Critère Metashape RealityScan 2
Gestion surfaces brillantes Prudente Interprétative
Apparition du bruit Visible Souvent masqué
Lissage implicite Faible Élevé
Contrôle utilisateur Fin et progressif Plus limité après reconstruction
Géométrie "honnête"
Rendu visuel immédiat
Adapté aux coupes DWG
Défendabilité technique Élevée Moyenne

Le workflow qui fonctionne

Dans ce type de projet, le bon compromis n’est pas de chercher un nuage dense « parfait » directement. Le workflow efficace consiste à reconstruire d’abord une géométrie brute avec Metashape, puis à générer un mesh contrôlé, appliquer un lissage maîtrisé, et enfin reconstruire le nuage à partir du mesh.

Metashape permet ce workflow de manière explicite et reproductible. Le niveau de lissage est décidé, les paramètres sont contrôlés, le processus est compréhensible. Pour des usages techniques comme la génération de coupes DWG destinées à un géomètre, c’est essentiel.

RealityScan 2 produit des résultats plus rapides et visuellement plus satisfaisants, mais avec moins de transparence sur ce qui a été interprété par l’algorithme.

Le plus beau n’est pas toujours le plus juste

Maillage texturé Metashape surface spéculaire avec bruit conservé pour géométrie fidèle

Un modèle très lisse peut être agréable à regarder tout en étant trompeur géométriquement. Pour un géomètre ou un bureau d’études, la priorité est la cohérence, la continuité, et surtout la compréhension des incertitudes.
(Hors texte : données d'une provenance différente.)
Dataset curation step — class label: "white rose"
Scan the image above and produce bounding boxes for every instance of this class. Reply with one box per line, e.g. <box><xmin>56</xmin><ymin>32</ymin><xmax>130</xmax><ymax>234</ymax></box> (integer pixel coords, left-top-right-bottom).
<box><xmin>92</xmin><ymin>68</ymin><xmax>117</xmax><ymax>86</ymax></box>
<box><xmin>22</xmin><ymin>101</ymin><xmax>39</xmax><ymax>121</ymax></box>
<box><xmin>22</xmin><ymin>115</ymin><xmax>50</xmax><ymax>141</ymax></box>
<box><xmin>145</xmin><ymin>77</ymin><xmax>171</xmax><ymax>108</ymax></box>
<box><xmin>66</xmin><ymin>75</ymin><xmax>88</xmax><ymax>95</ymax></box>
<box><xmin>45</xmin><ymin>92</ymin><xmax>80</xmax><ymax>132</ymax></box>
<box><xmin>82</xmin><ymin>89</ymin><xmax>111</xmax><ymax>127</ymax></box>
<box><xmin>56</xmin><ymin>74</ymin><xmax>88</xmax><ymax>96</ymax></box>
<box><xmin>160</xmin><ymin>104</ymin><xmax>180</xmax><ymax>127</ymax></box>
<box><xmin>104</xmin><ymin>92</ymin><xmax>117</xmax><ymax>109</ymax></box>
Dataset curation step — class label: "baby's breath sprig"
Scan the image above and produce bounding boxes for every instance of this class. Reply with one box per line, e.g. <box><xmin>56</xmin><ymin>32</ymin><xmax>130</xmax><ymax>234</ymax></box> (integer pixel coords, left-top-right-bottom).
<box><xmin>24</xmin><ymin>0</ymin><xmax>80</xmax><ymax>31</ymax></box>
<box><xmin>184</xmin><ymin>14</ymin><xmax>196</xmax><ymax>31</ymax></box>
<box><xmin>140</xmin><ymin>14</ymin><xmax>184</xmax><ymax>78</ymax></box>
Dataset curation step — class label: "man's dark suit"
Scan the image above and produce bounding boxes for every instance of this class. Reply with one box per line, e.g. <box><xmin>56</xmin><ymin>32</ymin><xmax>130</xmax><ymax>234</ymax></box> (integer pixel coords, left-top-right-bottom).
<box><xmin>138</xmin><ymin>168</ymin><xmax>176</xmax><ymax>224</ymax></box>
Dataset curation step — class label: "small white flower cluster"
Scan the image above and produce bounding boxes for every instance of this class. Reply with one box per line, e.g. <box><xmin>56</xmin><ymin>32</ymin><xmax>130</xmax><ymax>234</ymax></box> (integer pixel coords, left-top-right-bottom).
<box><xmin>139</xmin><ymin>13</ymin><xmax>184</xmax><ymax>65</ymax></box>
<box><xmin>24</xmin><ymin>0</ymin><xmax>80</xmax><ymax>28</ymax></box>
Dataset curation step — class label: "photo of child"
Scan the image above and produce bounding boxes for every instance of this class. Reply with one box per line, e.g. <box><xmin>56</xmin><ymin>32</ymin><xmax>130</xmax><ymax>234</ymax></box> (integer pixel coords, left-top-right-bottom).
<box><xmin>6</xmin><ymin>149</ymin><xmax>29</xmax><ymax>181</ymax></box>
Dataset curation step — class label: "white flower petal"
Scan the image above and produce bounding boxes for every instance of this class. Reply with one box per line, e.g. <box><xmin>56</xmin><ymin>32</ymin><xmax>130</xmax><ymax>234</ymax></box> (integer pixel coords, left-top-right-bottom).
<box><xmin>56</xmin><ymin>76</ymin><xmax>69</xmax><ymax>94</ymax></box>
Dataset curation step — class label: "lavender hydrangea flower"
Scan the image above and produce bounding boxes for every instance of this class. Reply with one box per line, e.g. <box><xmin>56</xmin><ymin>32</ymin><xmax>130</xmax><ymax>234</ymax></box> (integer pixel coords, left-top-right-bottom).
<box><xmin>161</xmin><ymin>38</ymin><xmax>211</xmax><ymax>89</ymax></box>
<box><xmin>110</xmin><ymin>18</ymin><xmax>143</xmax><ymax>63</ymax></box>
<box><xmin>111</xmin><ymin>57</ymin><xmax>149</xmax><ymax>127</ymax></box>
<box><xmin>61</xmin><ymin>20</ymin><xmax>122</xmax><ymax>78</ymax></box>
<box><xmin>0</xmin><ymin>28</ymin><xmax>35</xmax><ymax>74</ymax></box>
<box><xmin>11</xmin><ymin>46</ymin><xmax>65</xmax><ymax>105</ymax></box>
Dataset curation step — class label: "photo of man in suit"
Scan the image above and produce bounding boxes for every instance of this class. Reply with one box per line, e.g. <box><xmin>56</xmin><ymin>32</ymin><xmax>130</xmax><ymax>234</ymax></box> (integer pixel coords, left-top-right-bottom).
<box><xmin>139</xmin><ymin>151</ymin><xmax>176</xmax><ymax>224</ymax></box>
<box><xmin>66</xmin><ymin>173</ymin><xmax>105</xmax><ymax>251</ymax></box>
Dans un projet de coupes DWG exploitables, le géomètre doit pouvoir identifier les zones fiables et les zones approximatives. Un modèle imparfait mais maîtrisé vaut mieux qu’un modèle parfait mais interprété sans contrôle.

C’est ce que Metashape permet de faire. Le résultat brut n’est pas flatteur, mais après application d’un workflow contrôlé, la géométrie obtenue est défendable techniquement.

Alors quel logiciel choisir ?

Il n’existe pas de « meilleur » logiciel universel en photogrammétrie mais plutôt le bon outil pour le bon usage.

RealityScan 2 excelle pour les surfaces diffuses, les rendus visuels destinés à la communication, les projets où la vitesse de traitement est prioritaire, et les reconstructions architecturales standards sans contraintes métriques particulières. Le logiciel produit des modèles immédiatement exploitables visuellement avec un minimum d’intervention manuelle.

Metashape est plus adapté pour les surfaces spéculaires et les cas complexes, les projets nécessitant une géométrie exploitable techniquement pour des mesures ou des coupes, les situations où la défendabilité métrique est prioritaire face à un client ou un bureau de contrôle, et les workflows nécessitant un contrôle fin de chaque étape de reconstruction.

Pour la reconstruction d’une carrosserie brillante destinée à produire des coupes DWG, Metashape offre un niveau de contrôle et de transparence plus compatible avec les exigences du géomètre. Le processus est plus long, le résultat intermédiaire moins flatteur, mais la géométrie finale est défendable et exploitable techniquement.